Why Storm Costs Are Passed to Customers
Under North Carolina law, electric utilities like Duke Energy operate as regulated monopolies, meaning they are allowed to recover the costs of ‘maintaining and restoring service’, which includes repairs from major storms. Essentially, the costs of repairing storm damage is considered part of the utility’s responsibility to ‘maintain and restore service’, and North Carolina law allows Duke to recover those expenses from customers through rate increases or, since 2019, through storm recovery bonds.
The North Carolina Utilities Commission oversees this process, along with the Public Staff, an independent state agency that represents the interests of utility customers.
What’s Next / Public Comments
The final hearing on Duke Energy’s proposed storm recovery bond is currently scheduled for April 21, 2025. After that hearing, the commission will review all evidence and testimony, including public comments, before issuing a final decision. A ruling is expected later in 2025.
If approved, the new storm recovery charge would likely appear on customer bills in late 2025 or early 2026. The charge would remain in place for about 20 years until the bonds are fully repaid.

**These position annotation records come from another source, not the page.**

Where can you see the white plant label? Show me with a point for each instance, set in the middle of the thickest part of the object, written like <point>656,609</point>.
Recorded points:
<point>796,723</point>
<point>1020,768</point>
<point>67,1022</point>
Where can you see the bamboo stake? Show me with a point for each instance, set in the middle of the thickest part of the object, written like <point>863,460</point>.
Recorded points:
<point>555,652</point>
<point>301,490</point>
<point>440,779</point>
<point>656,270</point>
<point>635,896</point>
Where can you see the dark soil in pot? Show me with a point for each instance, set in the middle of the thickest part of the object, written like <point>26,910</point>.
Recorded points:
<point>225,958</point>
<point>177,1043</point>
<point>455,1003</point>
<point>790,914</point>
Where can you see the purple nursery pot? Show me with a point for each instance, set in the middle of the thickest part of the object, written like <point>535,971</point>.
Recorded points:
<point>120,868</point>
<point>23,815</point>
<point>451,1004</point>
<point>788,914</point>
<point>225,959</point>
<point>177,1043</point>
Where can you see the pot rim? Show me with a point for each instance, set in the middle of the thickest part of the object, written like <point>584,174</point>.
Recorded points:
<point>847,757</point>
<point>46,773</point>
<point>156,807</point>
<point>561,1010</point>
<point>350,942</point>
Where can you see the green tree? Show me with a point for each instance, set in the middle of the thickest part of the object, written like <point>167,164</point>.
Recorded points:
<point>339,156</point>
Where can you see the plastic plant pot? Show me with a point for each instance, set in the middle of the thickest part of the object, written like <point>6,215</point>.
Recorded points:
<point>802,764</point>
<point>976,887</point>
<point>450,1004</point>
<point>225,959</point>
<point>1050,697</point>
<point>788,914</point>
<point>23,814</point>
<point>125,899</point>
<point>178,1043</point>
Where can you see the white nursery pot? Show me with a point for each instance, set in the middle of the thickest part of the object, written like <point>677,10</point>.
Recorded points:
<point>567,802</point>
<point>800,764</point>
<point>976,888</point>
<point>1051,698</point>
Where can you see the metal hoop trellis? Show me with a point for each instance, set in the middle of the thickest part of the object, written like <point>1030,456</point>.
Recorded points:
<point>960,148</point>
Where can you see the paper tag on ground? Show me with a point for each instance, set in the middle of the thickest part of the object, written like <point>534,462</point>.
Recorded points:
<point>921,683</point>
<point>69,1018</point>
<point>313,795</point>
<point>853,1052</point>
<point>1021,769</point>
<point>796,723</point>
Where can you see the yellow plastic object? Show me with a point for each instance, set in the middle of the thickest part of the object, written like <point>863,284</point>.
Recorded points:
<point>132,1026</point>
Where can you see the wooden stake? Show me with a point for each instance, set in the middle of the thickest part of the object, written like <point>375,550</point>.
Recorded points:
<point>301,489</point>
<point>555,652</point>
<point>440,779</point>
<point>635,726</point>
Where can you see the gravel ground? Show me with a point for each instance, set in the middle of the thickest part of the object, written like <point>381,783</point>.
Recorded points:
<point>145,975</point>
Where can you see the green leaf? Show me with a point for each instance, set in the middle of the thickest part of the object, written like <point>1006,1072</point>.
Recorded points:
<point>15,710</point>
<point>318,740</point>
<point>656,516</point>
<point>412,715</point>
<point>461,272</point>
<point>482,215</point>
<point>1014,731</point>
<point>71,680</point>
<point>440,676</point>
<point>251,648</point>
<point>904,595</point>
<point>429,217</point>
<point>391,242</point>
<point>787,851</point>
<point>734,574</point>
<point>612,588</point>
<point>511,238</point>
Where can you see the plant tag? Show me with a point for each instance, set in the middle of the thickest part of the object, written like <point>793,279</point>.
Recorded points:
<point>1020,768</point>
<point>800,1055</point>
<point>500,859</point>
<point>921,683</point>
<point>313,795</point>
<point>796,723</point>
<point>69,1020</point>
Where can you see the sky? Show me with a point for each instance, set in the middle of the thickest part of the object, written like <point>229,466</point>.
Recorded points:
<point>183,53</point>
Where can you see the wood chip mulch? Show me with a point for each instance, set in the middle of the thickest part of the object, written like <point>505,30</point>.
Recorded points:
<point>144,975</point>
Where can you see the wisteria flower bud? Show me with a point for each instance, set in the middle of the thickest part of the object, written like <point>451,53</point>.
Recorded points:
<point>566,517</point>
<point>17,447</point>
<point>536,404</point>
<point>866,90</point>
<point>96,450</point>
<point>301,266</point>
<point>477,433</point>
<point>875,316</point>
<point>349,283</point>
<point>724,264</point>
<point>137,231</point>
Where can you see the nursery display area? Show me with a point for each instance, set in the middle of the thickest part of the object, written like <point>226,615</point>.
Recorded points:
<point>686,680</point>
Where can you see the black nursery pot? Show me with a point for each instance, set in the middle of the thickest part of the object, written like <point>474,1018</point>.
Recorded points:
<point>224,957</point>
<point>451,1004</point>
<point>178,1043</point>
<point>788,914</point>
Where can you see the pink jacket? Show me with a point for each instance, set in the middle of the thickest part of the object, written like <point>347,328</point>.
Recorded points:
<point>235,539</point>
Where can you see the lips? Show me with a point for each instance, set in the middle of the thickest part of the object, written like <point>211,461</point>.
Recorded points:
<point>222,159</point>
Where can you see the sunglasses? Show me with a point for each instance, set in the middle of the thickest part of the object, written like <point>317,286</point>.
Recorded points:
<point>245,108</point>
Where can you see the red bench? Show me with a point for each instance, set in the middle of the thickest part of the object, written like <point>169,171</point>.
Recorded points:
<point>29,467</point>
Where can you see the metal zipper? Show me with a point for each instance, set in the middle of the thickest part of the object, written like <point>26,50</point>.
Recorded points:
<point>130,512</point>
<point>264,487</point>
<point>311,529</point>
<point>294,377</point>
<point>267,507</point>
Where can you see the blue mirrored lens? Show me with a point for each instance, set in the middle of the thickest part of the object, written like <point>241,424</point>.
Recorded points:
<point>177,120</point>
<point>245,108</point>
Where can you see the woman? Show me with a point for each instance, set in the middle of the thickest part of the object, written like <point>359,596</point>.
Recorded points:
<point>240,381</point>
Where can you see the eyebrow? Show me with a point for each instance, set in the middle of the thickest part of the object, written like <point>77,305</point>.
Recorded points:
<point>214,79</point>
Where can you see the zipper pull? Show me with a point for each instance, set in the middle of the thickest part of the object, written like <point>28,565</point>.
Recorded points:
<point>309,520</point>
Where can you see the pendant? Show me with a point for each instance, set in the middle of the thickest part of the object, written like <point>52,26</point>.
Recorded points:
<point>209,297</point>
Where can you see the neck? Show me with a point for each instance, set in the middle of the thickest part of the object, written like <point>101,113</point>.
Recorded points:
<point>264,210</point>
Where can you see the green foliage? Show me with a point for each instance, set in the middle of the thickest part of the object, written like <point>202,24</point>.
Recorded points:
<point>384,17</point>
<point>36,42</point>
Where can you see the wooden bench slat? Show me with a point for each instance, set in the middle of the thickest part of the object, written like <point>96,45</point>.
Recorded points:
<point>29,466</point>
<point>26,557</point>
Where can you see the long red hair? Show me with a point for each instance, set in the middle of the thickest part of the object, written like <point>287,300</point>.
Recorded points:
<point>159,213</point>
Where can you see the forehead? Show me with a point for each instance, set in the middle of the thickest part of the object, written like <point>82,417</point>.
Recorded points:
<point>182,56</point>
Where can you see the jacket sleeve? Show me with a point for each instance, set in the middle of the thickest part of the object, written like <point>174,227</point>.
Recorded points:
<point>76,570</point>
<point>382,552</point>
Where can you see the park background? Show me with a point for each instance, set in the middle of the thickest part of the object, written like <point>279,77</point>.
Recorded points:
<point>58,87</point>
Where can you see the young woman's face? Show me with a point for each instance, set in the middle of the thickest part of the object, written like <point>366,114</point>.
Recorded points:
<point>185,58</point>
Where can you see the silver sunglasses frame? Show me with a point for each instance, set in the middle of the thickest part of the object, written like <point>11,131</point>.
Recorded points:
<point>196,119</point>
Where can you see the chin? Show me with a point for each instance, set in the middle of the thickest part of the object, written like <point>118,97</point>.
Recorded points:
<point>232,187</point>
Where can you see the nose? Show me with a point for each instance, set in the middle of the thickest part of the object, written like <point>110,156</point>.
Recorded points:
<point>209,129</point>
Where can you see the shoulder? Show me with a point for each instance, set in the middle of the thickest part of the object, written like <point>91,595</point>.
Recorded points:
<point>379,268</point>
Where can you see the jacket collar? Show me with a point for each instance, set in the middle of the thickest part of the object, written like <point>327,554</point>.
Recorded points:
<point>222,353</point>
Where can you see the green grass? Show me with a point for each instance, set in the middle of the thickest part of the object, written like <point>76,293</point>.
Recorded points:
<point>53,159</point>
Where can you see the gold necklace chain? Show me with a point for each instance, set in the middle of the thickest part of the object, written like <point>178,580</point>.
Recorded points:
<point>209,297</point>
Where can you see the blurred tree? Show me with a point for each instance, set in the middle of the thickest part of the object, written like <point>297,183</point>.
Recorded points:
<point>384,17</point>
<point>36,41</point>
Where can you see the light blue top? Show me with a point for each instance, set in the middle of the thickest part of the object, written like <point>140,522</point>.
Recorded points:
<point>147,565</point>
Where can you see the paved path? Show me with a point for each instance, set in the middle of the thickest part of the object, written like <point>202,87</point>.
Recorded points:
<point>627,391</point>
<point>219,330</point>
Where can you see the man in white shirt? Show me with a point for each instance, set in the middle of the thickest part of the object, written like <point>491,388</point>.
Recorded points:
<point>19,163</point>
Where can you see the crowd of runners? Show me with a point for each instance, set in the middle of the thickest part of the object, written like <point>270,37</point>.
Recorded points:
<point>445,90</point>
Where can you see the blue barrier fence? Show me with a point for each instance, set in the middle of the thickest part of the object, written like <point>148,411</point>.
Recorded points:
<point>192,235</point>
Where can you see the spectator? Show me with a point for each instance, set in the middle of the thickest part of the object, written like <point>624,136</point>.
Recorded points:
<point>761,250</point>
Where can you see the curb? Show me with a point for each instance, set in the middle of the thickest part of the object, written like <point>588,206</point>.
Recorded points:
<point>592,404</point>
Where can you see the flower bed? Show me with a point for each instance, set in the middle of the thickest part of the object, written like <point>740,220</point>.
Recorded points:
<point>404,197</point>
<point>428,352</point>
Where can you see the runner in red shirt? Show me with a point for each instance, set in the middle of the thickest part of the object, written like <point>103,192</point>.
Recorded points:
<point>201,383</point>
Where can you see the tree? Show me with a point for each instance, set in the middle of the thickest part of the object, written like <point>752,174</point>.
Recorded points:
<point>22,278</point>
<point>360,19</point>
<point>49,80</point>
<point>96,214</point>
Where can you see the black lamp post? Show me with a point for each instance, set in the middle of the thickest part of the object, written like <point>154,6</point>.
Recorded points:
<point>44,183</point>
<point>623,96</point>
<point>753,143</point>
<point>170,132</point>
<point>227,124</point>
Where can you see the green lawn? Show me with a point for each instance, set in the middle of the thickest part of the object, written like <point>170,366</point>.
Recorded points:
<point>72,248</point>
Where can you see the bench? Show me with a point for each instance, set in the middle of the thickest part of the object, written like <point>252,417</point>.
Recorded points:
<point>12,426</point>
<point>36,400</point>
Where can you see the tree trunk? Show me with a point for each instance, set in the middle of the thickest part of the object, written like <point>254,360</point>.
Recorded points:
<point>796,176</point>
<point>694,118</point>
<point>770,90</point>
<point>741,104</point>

As hurricanes and extreme storms become more common, Duke Energy has noted that disaster recovery financing could continue to play a larger role in how utilities manage future costs, according to filings with the North Carolina Utilities Commission.
Customers who wish to comment on the proposal can submit comments online, as well as in writing by mail, to the North Carolina Utilities Commission referencing Docket E-7, Sub 1325 (for Duke Energy Carolinas) and Docket E-2, Sub 1370 (for Duke Energy Progress).